Adapted from Alfred de Musset’s 1836 autobiographical novel of the same name and premiered at Cannes, Sylvie Verheyde’s Confession of a Child of the Century (2012) sees the acting debut of former Libertine Pete Doherty, who joins a long line of successful musicians and pop stars who have become truly awful actors. Mid-19th century France: the Revolution, with its exhilaration and terror, has been and gone, whilst Napoleonic conquest and defeat are likewise receding into history. Octave (Doherty) feels he has missed his moment, belonging to a generation brought up for war, at a time when all wars have been fought.

When he catches his mistress Elise (Lily Cole) playing footsie with his best friend, he fights a duel and is wounded in the arm. Unable to forget his lover, he throws himself into a life of debauchery, drinking and orgies. Unsatisfied, depressed and further sobered by the death of his father, Octave retires to the country where he meets a cousin, Bridgette (Charlotte Gainsbourg), with whom he falls promptly in love.

Doherty, like a sixth former who hasn’t quite learnt his lines for drama class, fidgets throughout Confession of a Child of the Century and seems constantly surprised when it is his cue. There are one or two moments of fresh charm from the controversial lead, but they obviously belong to Doherty rather than Octave (ironically, he isn’t at all convincing as a libertine). Add to this the fact that he seemingly has a sniffle for the entire film, and the performance soon passes from entertainingly bad to infuriatingly awful.

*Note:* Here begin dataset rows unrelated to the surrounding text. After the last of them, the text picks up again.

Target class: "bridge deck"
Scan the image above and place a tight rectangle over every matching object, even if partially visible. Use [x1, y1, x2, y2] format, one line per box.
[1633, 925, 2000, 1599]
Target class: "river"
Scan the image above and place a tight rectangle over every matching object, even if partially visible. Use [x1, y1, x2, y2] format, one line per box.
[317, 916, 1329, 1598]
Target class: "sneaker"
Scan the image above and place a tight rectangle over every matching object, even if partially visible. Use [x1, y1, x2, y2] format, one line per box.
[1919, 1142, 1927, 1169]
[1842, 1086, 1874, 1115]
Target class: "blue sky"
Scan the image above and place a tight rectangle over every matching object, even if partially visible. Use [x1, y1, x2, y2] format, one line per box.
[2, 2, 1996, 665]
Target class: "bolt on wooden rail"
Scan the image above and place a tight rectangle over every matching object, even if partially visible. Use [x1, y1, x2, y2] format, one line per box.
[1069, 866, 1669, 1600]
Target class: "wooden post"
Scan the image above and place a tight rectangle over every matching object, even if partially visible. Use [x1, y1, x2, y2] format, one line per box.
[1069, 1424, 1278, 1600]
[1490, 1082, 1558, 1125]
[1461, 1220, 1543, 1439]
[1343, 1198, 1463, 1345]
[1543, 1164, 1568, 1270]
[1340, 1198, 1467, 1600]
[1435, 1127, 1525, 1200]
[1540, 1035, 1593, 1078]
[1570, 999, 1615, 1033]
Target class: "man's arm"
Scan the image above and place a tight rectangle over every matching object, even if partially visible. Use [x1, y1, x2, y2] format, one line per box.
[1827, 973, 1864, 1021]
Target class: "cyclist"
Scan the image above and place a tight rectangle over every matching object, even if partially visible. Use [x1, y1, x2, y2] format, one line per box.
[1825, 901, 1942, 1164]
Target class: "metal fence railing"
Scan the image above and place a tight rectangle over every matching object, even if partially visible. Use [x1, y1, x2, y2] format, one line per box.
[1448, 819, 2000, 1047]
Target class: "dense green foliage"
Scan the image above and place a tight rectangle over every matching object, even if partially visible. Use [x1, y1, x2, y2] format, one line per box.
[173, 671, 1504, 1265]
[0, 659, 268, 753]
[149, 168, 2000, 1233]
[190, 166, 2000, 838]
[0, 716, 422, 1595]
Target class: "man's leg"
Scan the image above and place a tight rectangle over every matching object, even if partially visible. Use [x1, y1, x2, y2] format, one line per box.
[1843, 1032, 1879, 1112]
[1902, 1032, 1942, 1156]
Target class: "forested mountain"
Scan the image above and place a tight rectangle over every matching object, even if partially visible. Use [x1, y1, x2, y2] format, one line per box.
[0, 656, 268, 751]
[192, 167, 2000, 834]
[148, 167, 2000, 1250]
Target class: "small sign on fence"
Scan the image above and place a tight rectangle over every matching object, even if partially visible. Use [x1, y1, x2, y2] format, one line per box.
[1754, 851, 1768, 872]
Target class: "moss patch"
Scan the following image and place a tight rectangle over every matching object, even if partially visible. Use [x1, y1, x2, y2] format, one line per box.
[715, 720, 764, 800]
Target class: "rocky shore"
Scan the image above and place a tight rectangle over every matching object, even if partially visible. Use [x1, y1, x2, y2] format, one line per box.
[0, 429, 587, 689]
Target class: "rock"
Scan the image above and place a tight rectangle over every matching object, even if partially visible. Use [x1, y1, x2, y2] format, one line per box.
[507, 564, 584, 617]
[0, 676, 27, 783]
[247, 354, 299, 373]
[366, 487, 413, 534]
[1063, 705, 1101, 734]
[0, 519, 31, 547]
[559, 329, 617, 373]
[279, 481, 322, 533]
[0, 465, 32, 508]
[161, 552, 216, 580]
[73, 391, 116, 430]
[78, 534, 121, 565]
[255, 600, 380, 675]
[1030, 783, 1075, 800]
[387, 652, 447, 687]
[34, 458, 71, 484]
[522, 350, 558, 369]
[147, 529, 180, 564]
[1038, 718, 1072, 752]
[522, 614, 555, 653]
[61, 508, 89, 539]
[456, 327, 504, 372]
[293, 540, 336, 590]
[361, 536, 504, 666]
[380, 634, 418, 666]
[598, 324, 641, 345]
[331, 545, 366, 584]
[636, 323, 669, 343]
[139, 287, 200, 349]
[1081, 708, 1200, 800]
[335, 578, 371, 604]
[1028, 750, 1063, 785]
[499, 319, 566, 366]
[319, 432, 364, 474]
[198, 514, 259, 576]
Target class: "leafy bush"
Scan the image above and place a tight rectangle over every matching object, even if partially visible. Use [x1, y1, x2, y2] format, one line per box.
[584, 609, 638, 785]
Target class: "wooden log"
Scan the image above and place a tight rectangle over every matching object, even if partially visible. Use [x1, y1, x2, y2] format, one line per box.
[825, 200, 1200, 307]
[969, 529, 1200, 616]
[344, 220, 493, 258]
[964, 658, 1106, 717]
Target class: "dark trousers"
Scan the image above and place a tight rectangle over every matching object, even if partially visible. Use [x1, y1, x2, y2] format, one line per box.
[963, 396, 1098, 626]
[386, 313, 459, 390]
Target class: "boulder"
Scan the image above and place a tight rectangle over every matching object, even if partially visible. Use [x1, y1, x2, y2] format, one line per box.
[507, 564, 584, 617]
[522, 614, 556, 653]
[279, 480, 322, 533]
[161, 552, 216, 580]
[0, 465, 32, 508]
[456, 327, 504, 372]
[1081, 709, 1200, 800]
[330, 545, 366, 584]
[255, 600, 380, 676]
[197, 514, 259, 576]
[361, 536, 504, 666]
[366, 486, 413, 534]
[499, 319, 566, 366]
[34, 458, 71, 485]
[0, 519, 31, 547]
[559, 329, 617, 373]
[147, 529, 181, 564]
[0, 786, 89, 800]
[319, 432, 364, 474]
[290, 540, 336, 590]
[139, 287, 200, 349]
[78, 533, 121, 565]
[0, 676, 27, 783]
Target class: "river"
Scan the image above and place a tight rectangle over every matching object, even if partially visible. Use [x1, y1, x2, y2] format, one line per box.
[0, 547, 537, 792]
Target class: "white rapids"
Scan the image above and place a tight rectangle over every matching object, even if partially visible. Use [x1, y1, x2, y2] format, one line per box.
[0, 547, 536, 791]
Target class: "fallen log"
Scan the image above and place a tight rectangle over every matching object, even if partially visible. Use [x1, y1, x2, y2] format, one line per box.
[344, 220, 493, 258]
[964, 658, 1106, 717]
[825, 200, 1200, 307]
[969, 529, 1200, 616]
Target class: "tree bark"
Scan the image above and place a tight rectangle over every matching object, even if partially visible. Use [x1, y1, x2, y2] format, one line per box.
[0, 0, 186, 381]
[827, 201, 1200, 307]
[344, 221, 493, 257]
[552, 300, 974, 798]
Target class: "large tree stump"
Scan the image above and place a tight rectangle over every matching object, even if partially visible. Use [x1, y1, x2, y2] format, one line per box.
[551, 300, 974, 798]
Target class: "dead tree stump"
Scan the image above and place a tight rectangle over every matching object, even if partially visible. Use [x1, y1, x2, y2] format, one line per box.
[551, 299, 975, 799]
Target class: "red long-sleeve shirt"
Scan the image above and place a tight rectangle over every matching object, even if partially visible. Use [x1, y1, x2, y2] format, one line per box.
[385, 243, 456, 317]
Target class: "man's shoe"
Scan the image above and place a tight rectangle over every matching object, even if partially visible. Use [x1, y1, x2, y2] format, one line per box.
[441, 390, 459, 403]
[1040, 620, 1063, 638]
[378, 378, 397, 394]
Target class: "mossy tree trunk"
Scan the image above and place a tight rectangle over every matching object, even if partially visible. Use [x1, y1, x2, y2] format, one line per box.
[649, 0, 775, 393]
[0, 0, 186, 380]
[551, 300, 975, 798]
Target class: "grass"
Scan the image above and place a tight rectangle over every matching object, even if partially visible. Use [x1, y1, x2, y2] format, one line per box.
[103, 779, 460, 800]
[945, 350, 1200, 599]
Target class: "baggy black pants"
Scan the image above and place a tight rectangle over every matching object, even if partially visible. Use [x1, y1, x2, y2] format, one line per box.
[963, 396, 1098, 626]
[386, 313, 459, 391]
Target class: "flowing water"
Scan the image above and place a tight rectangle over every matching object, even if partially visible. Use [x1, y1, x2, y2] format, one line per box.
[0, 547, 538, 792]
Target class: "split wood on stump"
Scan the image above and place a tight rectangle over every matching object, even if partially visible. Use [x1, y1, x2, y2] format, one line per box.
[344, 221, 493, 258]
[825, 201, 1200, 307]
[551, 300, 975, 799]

Playing opposite, French actress (and Doherty’s former girlfriend) Gainsbourg looks more than a little perplexed by the whole ordeal. The film remains visually competent, and Verheyde is a proven and talented director – her previous film, 2008’s Stella, is a sadly neglected work of some brilliance – yet the hand-held camerawork soon gets tiresome and the feel for the period is notably off.

As with Sofia Coppola’s heartily poor Marie Antoinette (2006), Verheyde tries to inject a bit of post-modern punkiness to proceedings, sadly to no avail. A French production of a French novel, set in France with a French lead actress – yet in English, presumably to cater for Doherty – Confession of a Child of the Century feels like a whole production bent around one very poor casting decision.